We have a cluster in our university controlled by SLURM. The issue is that I have observed sometimes some of the resources are not being realised even though they do not show up in the squeue command. For example I have seen that a lot of CPUs on one of the nodes are assigned to me despite the fact that I had killed the allocated resources with scancel a couple of days ago! I want to find them and kill them.
On my local machine I have generated public and private ssh keys with ssh-keygen so now I can login to any of those machines with ssh foo, ssh [email protected], ssh [email protected] ... but the names of those nodes are not in an order. If one login to one of those nodes and run sinfo this is the result:
PARTITION AVAIL TIMELIMIT NODES STATE NODELIST
debug up infinite 3 mix baz[080-081,083]
debug up infinite 2 alloc grault,baz082
debug up infinite 13 idle baz[061-070],corge,bar,quux
gpu_p100 up infinite 1 mix baz080
gpu_titan-x up infinite 2 mix baz[081,083]

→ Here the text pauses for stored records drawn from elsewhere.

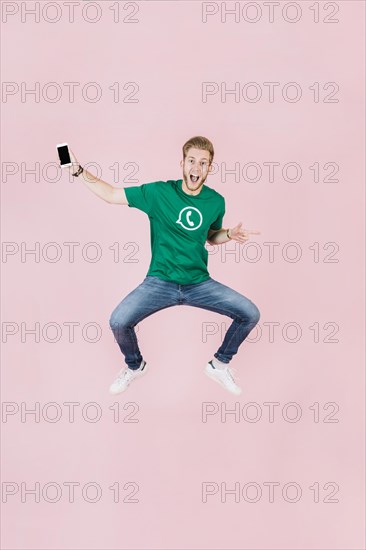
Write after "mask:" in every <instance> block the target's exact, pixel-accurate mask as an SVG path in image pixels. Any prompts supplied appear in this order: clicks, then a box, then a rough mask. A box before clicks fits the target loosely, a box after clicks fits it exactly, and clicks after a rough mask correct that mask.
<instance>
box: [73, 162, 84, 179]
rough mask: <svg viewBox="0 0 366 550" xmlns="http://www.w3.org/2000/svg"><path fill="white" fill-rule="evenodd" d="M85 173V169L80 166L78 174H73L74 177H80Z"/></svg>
mask: <svg viewBox="0 0 366 550" xmlns="http://www.w3.org/2000/svg"><path fill="white" fill-rule="evenodd" d="M83 171H84V168H83V167H82V166H80V164H79V169H78V170H77V172H75V174H72V175H73V176H76V177H78V176H80V174H81V173H82V172H83Z"/></svg>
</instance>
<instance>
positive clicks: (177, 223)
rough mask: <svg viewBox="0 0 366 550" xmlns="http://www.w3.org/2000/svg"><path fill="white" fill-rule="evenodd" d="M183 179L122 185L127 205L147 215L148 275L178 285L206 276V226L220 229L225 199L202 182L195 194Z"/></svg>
mask: <svg viewBox="0 0 366 550" xmlns="http://www.w3.org/2000/svg"><path fill="white" fill-rule="evenodd" d="M182 182H183V180H176V181H175V180H169V181H156V182H153V183H144V184H143V185H139V186H134V187H125V188H124V190H125V193H126V197H127V202H128V206H131V207H134V208H138V209H139V210H142V211H143V212H145V213H146V214H147V215H148V216H149V220H150V244H151V255H152V258H151V263H150V266H149V270H148V272H147V275H153V276H155V277H160V278H161V279H164V280H165V281H172V282H175V283H178V284H181V285H188V284H195V283H200V282H202V281H205V280H206V279H209V277H210V275H209V273H208V271H207V259H208V252H207V250H206V248H205V242H206V239H207V237H208V230H209V229H221V228H222V219H223V217H224V214H225V199H224V197H223V196H222V195H220V193H218V192H217V191H215V190H214V189H211V187H207V186H206V185H205V184H203V185H202V188H201V191H200V193H199V194H198V195H196V196H193V195H188V194H187V193H185V192H184V191H183V189H182Z"/></svg>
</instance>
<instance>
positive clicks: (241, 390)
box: [204, 366, 242, 395]
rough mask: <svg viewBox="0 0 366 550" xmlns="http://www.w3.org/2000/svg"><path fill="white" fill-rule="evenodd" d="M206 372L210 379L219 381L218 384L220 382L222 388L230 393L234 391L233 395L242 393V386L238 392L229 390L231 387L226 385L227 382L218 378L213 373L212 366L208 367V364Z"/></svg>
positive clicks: (215, 381)
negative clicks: (229, 387)
mask: <svg viewBox="0 0 366 550" xmlns="http://www.w3.org/2000/svg"><path fill="white" fill-rule="evenodd" d="M204 373H205V374H206V376H208V377H209V378H210V380H213V381H214V382H217V383H218V384H220V386H221V387H222V388H224V390H226V391H228V392H229V393H232V394H233V395H240V394H241V393H242V389H241V388H239V389H240V391H238V392H233V391H231V390H229V389H228V388H227V387H226V386H225V384H223V382H222V381H221V380H220V379H219V378H216V376H215V375H214V374H213V372H212V367H207V366H206V367H205V368H204Z"/></svg>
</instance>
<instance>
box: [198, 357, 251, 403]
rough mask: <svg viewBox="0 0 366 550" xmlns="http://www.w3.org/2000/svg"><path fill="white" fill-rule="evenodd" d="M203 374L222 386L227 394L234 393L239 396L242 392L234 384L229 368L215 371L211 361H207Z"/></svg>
mask: <svg viewBox="0 0 366 550" xmlns="http://www.w3.org/2000/svg"><path fill="white" fill-rule="evenodd" d="M204 372H205V373H206V374H207V376H208V377H209V378H211V379H212V380H215V382H218V383H219V384H221V386H223V387H224V388H225V389H226V390H228V391H229V392H231V393H235V395H240V394H241V392H242V390H241V388H239V386H238V385H237V384H236V382H235V380H234V378H233V375H232V372H231V370H230V369H229V367H224V368H223V369H216V368H215V367H214V366H213V365H212V361H209V362H208V363H207V365H206V366H205V370H204Z"/></svg>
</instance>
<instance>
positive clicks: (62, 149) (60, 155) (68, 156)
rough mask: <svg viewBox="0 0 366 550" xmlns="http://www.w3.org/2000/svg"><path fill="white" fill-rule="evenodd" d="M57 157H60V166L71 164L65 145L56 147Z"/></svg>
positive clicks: (70, 159) (68, 155) (63, 144)
mask: <svg viewBox="0 0 366 550" xmlns="http://www.w3.org/2000/svg"><path fill="white" fill-rule="evenodd" d="M57 151H58V156H59V157H60V163H61V166H63V165H64V164H71V158H70V154H69V149H68V146H67V143H65V144H62V145H58V146H57Z"/></svg>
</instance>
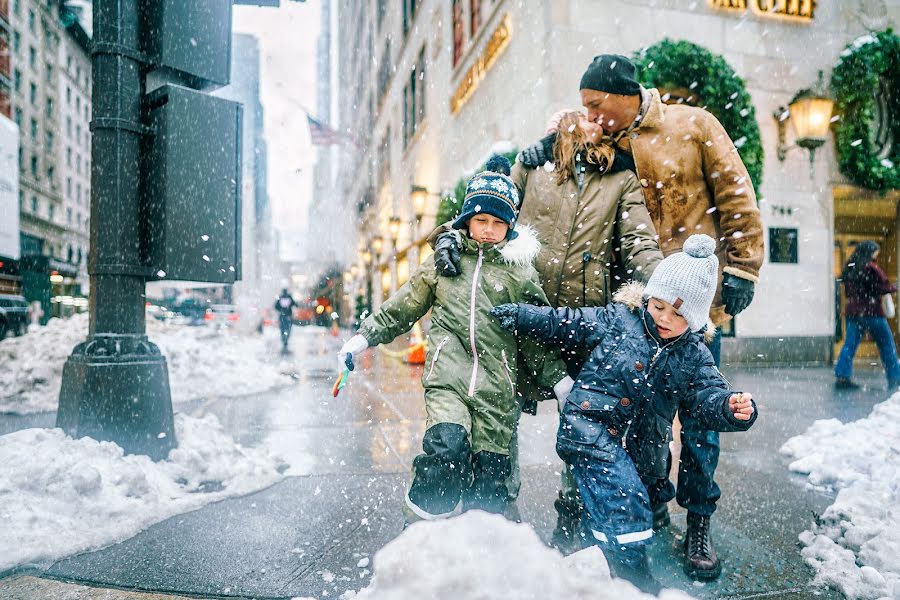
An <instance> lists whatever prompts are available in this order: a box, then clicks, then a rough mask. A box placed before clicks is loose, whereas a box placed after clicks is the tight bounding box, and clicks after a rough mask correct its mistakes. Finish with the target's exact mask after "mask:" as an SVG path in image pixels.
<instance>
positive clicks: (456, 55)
mask: <svg viewBox="0 0 900 600" xmlns="http://www.w3.org/2000/svg"><path fill="white" fill-rule="evenodd" d="M465 37H466V26H465V25H464V24H463V17H462V0H453V66H454V67H455V66H456V65H457V64H458V63H459V60H460V59H461V58H462V52H463V46H464V45H465Z"/></svg>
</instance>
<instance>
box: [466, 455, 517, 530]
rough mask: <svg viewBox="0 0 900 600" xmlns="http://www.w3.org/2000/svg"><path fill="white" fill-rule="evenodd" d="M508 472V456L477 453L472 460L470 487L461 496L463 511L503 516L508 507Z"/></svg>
mask: <svg viewBox="0 0 900 600" xmlns="http://www.w3.org/2000/svg"><path fill="white" fill-rule="evenodd" d="M510 470H511V466H510V461H509V456H507V455H505V454H498V453H496V452H488V451H486V450H482V451H481V452H479V453H477V454H476V455H475V456H474V457H473V459H472V473H473V478H472V487H470V488H469V489H468V491H467V492H466V493H465V494H464V495H463V510H472V509H479V510H483V511H485V512H489V513H495V514H501V515H502V514H505V513H506V510H507V508H508V505H509V500H508V497H509V491H508V490H507V489H506V478H507V477H509V473H510Z"/></svg>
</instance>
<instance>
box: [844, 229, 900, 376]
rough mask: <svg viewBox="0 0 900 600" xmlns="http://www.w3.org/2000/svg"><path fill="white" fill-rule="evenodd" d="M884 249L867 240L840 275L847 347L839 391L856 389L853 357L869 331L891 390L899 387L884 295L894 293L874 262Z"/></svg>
mask: <svg viewBox="0 0 900 600" xmlns="http://www.w3.org/2000/svg"><path fill="white" fill-rule="evenodd" d="M880 251H881V247H880V246H879V245H878V243H877V242H874V241H872V240H864V241H862V242H859V243H858V244H857V245H856V248H855V249H854V250H853V254H851V255H850V258H849V259H848V260H847V264H846V266H845V267H844V270H843V271H842V272H841V281H842V282H843V283H844V293H845V294H846V297H847V304H846V306H845V307H844V316H845V317H846V324H847V326H846V331H845V334H844V345H843V347H841V353H840V355H839V356H838V361H837V364H836V365H835V367H834V375H835V387H837V388H839V389H852V388H857V387H859V385H858V384H857V383H855V382H854V381H853V357H854V356H855V355H856V350H857V349H858V348H859V343H860V342H861V341H862V336H863V334H864V333H865V332H867V331H868V332H869V333H870V334H871V336H872V339H873V340H875V345H876V346H878V352H879V353H880V354H881V362H882V364H884V372H885V375H886V376H887V380H888V390H889V391H892V392H893V391H896V390H897V388H898V387H900V364H898V363H897V349H896V347H895V346H894V336H893V333H892V332H891V328H890V326H889V325H888V322H887V318H885V314H884V308H883V306H882V296H884V295H885V294H893V293H895V292H896V291H897V286H896V285H893V284H892V283H891V282H890V281H889V280H888V278H887V275H885V274H884V271H882V270H881V267H879V266H878V265H877V264H876V263H875V259H876V258H878V254H879V252H880Z"/></svg>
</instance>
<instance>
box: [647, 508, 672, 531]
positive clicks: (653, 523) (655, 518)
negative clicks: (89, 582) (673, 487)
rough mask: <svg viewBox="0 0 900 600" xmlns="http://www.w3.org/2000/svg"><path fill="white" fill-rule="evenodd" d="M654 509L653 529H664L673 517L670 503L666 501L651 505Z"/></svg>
mask: <svg viewBox="0 0 900 600" xmlns="http://www.w3.org/2000/svg"><path fill="white" fill-rule="evenodd" d="M650 508H651V509H652V510H653V529H654V530H656V529H664V528H666V527H668V525H669V523H671V522H672V519H670V518H669V505H668V504H666V503H665V502H661V503H659V504H654V505H653V506H651V507H650Z"/></svg>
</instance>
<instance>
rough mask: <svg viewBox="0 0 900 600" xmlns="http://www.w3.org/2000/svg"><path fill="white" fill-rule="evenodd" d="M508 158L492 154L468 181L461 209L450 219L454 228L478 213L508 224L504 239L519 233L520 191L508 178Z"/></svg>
mask: <svg viewBox="0 0 900 600" xmlns="http://www.w3.org/2000/svg"><path fill="white" fill-rule="evenodd" d="M509 173H510V167H509V161H508V160H506V158H504V157H502V156H492V157H491V159H490V160H489V161H488V162H487V164H486V165H485V170H484V171H482V172H481V173H478V174H477V175H475V176H474V177H472V179H470V180H469V184H468V185H467V186H466V199H465V200H464V201H463V207H462V212H461V213H460V215H459V216H458V217H457V218H456V220H455V221H453V229H465V228H466V227H467V226H468V224H469V219H471V218H472V217H474V216H475V215H477V214H479V213H485V214H489V215H492V216H495V217H497V218H498V219H500V220H502V221H503V222H505V223H506V224H507V225H509V231H508V232H507V233H506V239H507V240H514V239H516V237H517V236H518V235H519V234H518V233H517V232H516V231H515V228H516V216H517V215H518V213H519V191H518V190H517V189H516V184H515V183H513V180H512V179H510V178H509Z"/></svg>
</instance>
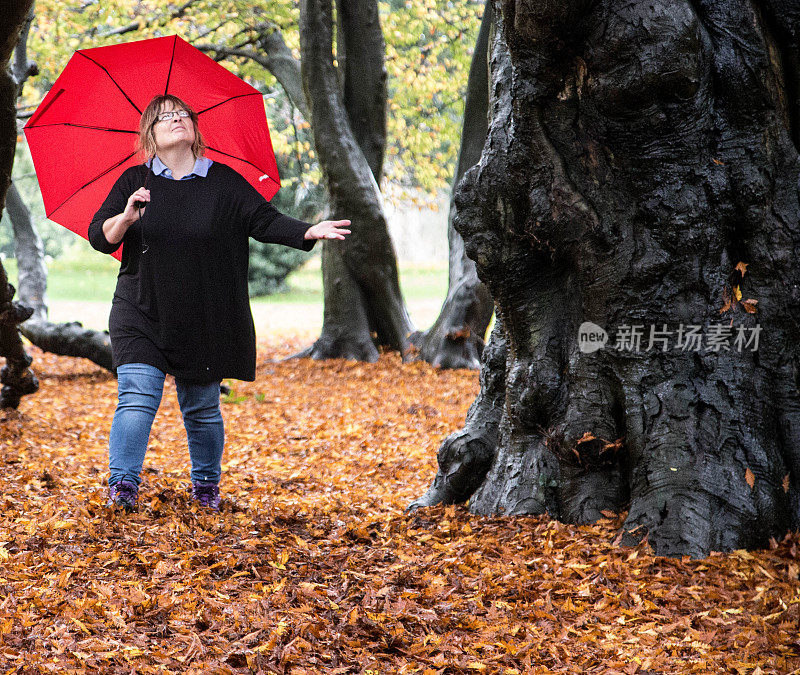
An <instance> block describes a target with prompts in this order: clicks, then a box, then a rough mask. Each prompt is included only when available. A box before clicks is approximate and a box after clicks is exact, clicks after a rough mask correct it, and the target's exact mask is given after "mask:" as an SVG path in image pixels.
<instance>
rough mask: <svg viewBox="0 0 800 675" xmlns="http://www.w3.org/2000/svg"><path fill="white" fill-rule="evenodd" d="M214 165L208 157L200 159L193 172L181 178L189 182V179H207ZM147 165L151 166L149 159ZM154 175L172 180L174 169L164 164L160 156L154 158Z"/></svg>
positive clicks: (194, 163)
mask: <svg viewBox="0 0 800 675" xmlns="http://www.w3.org/2000/svg"><path fill="white" fill-rule="evenodd" d="M213 163H214V162H213V160H210V159H208V157H198V158H197V159H196V160H194V167H192V170H191V171H190V172H189V173H187V174H186V175H185V176H184V177H183V178H181V180H188V179H189V178H205V177H206V176H207V175H208V169H209V167H210V166H211V165H212V164H213ZM145 164H147V166H150V160H149V159H148V160H147V162H145ZM153 173H154V174H156V176H163V177H164V178H172V169H170V168H169V167H168V166H167V165H166V164H164V162H162V161H161V160H160V159H159V158H158V155H156V156H155V157H154V158H153Z"/></svg>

gpu_titan-x up infinite 1 alloc baz082
r730 up infinite 1 mix baz080
t630 up infinite 2 mix baz[081,083]
t630 up infinite 1 alloc baz082
r930 up infinite 1 alloc grault
m610 up infinite 10 idle baz[061-070]
r720 up infinite 1 idle corge
r815 up infinite 1 idle bar
sm1u up infinite 1 idle quux
main* up infinite 3 mix baz[080-081,083]
main* up infinite 2 alloc grault,baz082
main* up infinite 12 idle baz[061-070],bar,quux
where baz[081-083] is referring to 3 nodes baz081, baz082 and baz083.
no if I ssh into any of these nodes I can list all the processes assigned to a specific user by:
ps -A | grep user1
but that would take a lot of time. How can I automate this process:
- login to one of the nodes
- run
sinfo - extract the information and make a list of strings from the last column of
sinfocommand - find all the running processes with a specific user
user1and prints to the terminal
How can I write an script, preferably compatible with Cmder/ConEmu, to automate these steps.